Solved: remove the 'THE' from the 'variable' which end in 'THE' and start with...

Alexxxxxxx · Posted 03-05-2019 02:15 PM

Dear all,

How can I remove the 'THE' from the 'HRM_L2_Step3'variable which end in 'THE' and start with 'THE'.

for example

for table a

THKDNAWTHE

COIOMMOO THE

THEDONNWWW

THE DOCMESSC

THE DOCMESS THE

THEIMLEMTHE

I expect to get table b

THKDNAWTHE

COIOMMOO

THEDONNWWW

DOCMESSC

DOCMESS

THEIMLEMTHE

Could you please give me some suggestions? thanks in advance

data a;
  infile datalines dlm=',' truncover;
  informat HRM_L2_Step3 $50.;
input HRM_L2_Step3 ;
datalines;
THKDNAWTHE
COIOMMOO THE
THEDONNWWW
THE DOCMESSC
THE DOCMESS THE
THEIMLEMTHE
run;

PeterClemmensen · Posted 03-05-2019 03:05 PM

Here is one way

data a;
  infile datalines dlm=',' truncover;
  informat HRM_L2_Step3 $50.;
input HRM_L2_Step3 ;
datalines;
THKDNAWTHE
COIOMMOO THE
THEDONNWWW
THE DOCMESSC
THE DOCMESS THE
THEIMLEMTHE
run;

data b;
   set a;
   HRM_L2_Step3=prxchange('s/\sTHE|THE\s//',-1,HRM_L2_Step3);
run;

The DATA to DATA Step Macro
Blog: SASnrd

View solution in original post

PeterClemmensen · Posted 03-05-2019 03:05 PM

Here is one way

data a;
  infile datalines dlm=',' truncover;
  informat HRM_L2_Step3 $50.;
input HRM_L2_Step3 ;
datalines;
THKDNAWTHE
COIOMMOO THE
THEDONNWWW
THE DOCMESSC
THE DOCMESS THE
THEIMLEMTHE
run;

data b;
   set a;
   HRM_L2_Step3=prxchange('s/\sTHE|THE\s//',-1,HRM_L2_Step3);
run;

The DATA to DATA Step Macro
Blog: SASnrd

Alexxxxxxx · Posted 03-05-2019 06:38 PM

Dear draycut,

thanks for your advice.

Could you please explain the meaning of '

prxchange('s/\sTHE|THE\s//',-1,

'

I really expect to know how it works.

thanks for your attention to this matter.

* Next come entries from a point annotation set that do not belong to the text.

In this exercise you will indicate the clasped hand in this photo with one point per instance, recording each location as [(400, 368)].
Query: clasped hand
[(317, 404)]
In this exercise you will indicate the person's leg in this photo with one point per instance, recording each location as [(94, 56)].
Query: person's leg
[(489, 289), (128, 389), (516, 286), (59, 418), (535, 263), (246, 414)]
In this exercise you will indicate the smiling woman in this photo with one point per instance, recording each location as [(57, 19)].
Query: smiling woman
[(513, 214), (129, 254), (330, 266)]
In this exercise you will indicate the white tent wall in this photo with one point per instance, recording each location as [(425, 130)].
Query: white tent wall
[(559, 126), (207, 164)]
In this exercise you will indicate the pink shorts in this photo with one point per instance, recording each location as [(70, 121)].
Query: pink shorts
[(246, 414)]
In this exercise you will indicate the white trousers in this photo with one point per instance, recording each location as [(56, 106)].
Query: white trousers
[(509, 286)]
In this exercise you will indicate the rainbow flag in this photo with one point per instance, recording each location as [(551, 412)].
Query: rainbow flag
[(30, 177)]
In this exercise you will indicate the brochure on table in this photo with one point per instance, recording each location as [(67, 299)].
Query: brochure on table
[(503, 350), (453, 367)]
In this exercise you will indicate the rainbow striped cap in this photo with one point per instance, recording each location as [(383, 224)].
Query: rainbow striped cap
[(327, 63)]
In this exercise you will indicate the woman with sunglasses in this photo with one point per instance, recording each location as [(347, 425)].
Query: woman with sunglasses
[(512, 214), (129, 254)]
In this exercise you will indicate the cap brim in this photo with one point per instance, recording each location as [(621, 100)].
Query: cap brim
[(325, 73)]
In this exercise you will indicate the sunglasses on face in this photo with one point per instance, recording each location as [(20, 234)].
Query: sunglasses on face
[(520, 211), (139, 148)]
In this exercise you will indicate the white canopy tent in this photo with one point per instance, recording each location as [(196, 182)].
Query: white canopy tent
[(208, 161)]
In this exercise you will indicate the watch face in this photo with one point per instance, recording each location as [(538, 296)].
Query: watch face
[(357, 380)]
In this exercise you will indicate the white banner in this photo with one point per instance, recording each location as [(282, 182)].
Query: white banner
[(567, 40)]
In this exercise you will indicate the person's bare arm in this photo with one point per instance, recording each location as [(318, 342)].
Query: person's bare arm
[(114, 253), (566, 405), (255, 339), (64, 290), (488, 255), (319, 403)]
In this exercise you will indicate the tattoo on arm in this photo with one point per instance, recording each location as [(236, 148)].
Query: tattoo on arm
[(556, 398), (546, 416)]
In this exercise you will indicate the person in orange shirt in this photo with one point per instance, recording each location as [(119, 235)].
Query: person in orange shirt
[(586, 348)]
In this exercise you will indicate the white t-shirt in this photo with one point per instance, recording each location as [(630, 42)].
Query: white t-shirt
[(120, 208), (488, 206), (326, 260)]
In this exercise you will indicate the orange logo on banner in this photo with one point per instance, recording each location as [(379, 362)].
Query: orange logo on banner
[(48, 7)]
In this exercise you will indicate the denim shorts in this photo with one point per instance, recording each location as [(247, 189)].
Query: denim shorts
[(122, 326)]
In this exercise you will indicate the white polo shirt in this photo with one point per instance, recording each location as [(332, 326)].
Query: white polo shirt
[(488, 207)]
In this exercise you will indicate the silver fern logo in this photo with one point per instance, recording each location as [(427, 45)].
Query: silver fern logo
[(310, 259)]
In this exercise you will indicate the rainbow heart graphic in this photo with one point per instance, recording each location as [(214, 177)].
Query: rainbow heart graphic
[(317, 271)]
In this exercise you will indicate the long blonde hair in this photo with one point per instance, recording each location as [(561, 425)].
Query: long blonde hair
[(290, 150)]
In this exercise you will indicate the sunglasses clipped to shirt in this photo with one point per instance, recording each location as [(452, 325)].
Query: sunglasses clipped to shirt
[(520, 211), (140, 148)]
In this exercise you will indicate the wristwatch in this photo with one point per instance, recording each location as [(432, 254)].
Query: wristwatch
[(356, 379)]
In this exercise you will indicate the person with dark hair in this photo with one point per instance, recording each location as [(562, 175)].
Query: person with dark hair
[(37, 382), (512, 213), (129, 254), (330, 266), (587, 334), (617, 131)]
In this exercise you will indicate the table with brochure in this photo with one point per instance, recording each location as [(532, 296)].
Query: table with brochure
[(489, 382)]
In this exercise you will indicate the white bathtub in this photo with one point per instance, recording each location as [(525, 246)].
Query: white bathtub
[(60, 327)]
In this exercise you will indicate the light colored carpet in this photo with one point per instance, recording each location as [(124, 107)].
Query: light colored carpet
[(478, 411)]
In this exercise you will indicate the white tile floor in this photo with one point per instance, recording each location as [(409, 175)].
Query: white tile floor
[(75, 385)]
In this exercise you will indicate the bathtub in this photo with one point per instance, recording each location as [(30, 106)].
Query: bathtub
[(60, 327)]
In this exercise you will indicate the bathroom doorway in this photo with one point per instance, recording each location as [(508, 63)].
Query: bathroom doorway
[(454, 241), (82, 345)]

PeterClemmensen · Posted 03-05-2019 06:53 PM

Sure, I will give it a try. However, if you are not familiar with regular expressions, some of it may not make sense 🙂

The PRXCHANGE Functions first argument is's/\sTHE|THE\s//'.

The first s means that I want to substitute the pattern between the first and second slash with the text between the second and third slash (in this case nothing). The \sTHE means that I search for a pattern matching a whitespace followed by the string "THE". | is an 'or symbol', meaning that I search for a pattern matching either the string "THE" with a blank before OR after it.

The -1 in the next argument means that I keep searching for and replacing the matched patterns until the end of the input string.

Hope this makes sense

The DATA to DATA Step Macro
Blog: SASnrd

Alexxxxxxx · Posted 03-05-2019 07:13 PM

I really appreciate your advice. I have understood your meaning

PeterClemmensen · Posted 03-05-2019 07:18 PM

I'm glad you found your answer 🙂

The DATA to DATA Step Macro
Blog: SASnrd

Alexxxxxxx · Posted 03-05-2019 08:25 PM

Dear draycut,

I face a new problem during the process.

I do not want to remove the 'THE' form below observations during the process.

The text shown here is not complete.